Ten is exactly enough players to play one match, so the game was still playable. Also, bad news; when the good news is “there were enough players to make one match happen,” you need to seriously re-index “good news.” Because there isn’t much.
Player counts did apparently spike up after the game’s most recent free weekend, but they immediately dropped right back off, despite hopes that the title would start to build up steam again. One can only hope that the concurrency numbers on console are significantly higher, because if they’re anything like the PC numbers, the future does not look bright.
It always gets a bit bumpy when politics, international intrigue, and video games collide, so hold on for this one.
According to CNN, Russia’s Internet Research Agency — an organization devoted to create unrest in the USA — tapped into Pokemon Go as a way to do this. How could this be? Apparently, the agency ran a contest on a site in 2016 that encouraged supporters of Black Lives Matter to hunt down Pokemon near sites of police brutality and to even change their character names to victims.
It seems dubious whether the “Don’t Shoot Us” campaign and contest had any effect on players or interfered with politics. CNN couldn’t find anyone who actually participated in it, and the campaign’s Instagram, Twitter, and Facebook accounts have all since been suspended.
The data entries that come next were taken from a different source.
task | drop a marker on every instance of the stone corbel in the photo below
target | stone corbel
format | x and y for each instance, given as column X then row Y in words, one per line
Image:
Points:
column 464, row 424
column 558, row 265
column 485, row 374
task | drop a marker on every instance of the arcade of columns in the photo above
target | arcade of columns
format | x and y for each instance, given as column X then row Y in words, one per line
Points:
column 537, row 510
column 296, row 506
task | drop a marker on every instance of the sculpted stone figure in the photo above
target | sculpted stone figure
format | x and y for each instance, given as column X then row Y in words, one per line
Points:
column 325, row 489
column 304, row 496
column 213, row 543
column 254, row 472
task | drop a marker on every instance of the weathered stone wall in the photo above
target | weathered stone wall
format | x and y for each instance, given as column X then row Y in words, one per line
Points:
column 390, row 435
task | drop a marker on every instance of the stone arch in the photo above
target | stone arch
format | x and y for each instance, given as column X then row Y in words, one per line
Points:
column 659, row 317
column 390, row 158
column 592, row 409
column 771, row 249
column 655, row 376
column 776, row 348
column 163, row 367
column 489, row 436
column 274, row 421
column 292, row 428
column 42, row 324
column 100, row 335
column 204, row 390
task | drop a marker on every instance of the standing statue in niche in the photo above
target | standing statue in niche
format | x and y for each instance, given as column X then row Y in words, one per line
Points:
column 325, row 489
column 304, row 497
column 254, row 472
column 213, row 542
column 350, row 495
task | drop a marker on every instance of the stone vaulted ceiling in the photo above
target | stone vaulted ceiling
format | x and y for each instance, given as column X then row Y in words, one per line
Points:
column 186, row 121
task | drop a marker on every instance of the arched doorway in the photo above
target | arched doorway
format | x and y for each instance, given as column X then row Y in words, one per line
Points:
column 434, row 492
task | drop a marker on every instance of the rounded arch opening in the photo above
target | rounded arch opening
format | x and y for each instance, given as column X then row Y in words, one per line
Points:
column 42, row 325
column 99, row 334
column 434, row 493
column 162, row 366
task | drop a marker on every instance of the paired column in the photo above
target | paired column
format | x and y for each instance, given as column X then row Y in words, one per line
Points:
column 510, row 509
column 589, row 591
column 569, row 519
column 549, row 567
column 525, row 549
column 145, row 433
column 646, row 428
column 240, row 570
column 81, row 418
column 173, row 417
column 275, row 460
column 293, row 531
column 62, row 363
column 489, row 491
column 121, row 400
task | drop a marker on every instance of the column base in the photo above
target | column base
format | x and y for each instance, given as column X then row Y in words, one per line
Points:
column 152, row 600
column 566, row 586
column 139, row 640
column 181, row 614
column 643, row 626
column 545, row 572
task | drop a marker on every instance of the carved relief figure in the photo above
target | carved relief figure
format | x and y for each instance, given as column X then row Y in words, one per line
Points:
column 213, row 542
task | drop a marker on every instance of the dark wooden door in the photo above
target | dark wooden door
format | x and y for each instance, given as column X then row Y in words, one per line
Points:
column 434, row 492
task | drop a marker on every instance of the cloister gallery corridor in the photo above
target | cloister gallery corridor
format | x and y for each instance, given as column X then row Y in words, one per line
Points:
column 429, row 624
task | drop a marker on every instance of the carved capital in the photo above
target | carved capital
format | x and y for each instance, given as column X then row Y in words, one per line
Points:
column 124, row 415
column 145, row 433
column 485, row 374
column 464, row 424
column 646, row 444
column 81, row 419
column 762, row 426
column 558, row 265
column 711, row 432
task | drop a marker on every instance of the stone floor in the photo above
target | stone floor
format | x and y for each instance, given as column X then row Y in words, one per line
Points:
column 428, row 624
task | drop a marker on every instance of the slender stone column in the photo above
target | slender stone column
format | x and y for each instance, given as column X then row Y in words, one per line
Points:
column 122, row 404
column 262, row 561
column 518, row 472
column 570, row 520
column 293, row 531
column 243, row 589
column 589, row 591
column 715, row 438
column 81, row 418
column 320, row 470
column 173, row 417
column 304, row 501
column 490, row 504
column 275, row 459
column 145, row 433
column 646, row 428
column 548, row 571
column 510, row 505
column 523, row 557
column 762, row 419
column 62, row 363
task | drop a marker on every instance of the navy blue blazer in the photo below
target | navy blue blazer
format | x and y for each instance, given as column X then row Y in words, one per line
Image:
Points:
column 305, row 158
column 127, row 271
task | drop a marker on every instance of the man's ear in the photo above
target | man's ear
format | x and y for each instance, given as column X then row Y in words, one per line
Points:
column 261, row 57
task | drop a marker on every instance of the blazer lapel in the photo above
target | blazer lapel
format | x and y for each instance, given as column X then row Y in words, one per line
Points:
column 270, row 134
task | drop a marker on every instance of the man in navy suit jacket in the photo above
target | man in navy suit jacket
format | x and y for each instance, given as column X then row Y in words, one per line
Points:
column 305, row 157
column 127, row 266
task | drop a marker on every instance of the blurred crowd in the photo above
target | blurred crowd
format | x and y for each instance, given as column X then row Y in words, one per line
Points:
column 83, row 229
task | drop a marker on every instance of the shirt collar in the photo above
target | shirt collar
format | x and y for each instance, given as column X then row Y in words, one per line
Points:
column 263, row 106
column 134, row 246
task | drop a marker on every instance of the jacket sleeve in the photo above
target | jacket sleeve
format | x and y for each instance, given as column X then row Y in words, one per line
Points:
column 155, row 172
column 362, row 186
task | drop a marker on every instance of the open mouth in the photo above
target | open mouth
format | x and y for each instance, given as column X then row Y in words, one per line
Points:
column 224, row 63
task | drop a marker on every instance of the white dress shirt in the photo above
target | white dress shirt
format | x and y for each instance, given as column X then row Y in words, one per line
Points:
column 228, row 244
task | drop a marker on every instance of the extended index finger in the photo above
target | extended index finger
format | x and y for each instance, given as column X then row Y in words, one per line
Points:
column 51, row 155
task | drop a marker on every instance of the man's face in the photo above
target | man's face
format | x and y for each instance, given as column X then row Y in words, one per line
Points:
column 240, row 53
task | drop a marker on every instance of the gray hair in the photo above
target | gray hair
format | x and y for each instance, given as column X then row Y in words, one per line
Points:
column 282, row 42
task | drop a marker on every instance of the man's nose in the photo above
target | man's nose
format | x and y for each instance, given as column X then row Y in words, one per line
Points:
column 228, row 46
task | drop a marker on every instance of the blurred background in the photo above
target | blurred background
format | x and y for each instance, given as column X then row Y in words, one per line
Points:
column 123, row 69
In promotional materials associated with its new paid “Esports Scoreboard,” gaming anaylsis firm SuperData – known best to our audience for its monthly revenue charts – has declared that “the esports market has finally hit the mainstream.” Though the associated marketing report is paywalled, some of the public statistics in the reveal are actually of interest.
For example, the company runs down the top 10 e-sports games by viewership, with League of Legends coming in at the top as of August. PlayerUnknown’s Battlegrounds, which recently blasted past 2M concurrent players and 15M sales, clocked in at #2, but expect that to rise in future editions as the game’s exploded even more since then. The firm argues that PUBG, unlike many of the MOBAs and shooters dominating the rankings, “stands out from competitors because players spend most of their time in stealth mode instead of intense shootuts, giving streamers time to interact with their viewers.”
Blizzard’s had a strong showing, too, with Hearthstone, Overwatch, and StarCraft II all in the top ten; SuperData notes that Overwatch in particular will benefit from the offseason of Dota 2 and LoL.